The project is based on a T cell culture principle, in which whole biopsies of colonic mucosa are placed into culture medium containing high amounts of IL-2 and IL-4. Using this approach we determined the V β repertoire in mucosal T cell cultures by reverse transcriptase polymerase reaction (RT-PCR) and the V β receptor prevalence by flow cytometry. Early T lymphocyte cultures from CD-patients and healthy controls showed a polyclonal V β gene expression that narrowed during culture, which in CD cultures (grown for more than 12 weeks) lead to a significant overexpression of the V β 5.1 and V β 8 gene segments.

These T cell clones may represent driver clones implicated in the development of CD and suggest a strategy of specific targeting of these TCRV β subpopulations by therapeutic intervention.

Further we demonstrated that gut-derived CD4 + CD25 + GITR + phenotype T cells from both CD-patients and healthy individuals show suppressive properties comparable to that of freshly isolated CD4 + CD25 + . Regulatory T cells from peripheral blood can be propagated ex vivo. This observation does not support an intrinsic regulatory T cell defect in CD.
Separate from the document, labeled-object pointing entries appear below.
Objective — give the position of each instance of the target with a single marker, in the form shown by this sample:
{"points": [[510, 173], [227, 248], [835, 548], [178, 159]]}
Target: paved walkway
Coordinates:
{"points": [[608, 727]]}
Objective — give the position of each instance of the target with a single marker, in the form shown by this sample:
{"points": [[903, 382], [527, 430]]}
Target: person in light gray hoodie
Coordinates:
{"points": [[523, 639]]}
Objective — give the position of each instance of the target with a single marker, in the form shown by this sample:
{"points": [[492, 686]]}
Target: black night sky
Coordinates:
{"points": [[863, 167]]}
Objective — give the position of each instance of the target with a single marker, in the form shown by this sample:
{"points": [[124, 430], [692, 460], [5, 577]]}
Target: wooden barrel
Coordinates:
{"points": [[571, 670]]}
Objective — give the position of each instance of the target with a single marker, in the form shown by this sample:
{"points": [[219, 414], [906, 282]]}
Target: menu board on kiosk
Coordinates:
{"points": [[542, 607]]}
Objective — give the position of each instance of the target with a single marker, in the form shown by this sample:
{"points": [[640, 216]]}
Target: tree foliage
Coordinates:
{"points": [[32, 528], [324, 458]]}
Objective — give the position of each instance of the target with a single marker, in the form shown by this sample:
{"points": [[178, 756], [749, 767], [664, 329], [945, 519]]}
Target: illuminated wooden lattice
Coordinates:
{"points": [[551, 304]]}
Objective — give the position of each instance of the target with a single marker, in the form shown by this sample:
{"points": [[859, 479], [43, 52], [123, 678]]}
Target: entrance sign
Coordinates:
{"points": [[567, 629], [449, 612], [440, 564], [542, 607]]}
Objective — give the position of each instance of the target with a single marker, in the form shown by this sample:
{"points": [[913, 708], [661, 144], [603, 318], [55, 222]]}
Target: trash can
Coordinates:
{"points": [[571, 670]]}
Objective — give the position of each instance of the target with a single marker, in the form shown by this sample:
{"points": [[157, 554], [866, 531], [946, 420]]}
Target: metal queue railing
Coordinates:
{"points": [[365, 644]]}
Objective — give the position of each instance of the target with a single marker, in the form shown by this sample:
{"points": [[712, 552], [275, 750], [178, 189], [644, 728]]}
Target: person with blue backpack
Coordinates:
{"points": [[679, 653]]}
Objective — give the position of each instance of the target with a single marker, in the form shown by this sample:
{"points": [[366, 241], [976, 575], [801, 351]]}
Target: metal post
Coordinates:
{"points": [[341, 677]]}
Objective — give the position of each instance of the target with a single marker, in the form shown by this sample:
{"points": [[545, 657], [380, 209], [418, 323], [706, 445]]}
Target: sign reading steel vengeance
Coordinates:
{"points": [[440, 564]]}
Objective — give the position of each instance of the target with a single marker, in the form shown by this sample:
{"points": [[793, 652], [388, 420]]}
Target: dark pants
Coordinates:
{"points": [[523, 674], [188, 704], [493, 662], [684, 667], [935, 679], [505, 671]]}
We investigated whether homing of cultured T cells in the gut mucosa can be accomplished upon intravenous infusion. We made the important observation that cultured gut-derived T cells can be infused without side effects. Despite a strong adhesion to MAdCAM-1 (Mucosal Addressin Cellular Adhesion Molecule 1) in vitro, however, in vivo the T cells showed no preferential distribution to the intestinal compartment in healthy individuals, but migrated to the liver, bone marrow and spleen. Studies on the selective expansion of regulatory T cells and lymphocyte trafficking are warranted before considering a therapeutical use.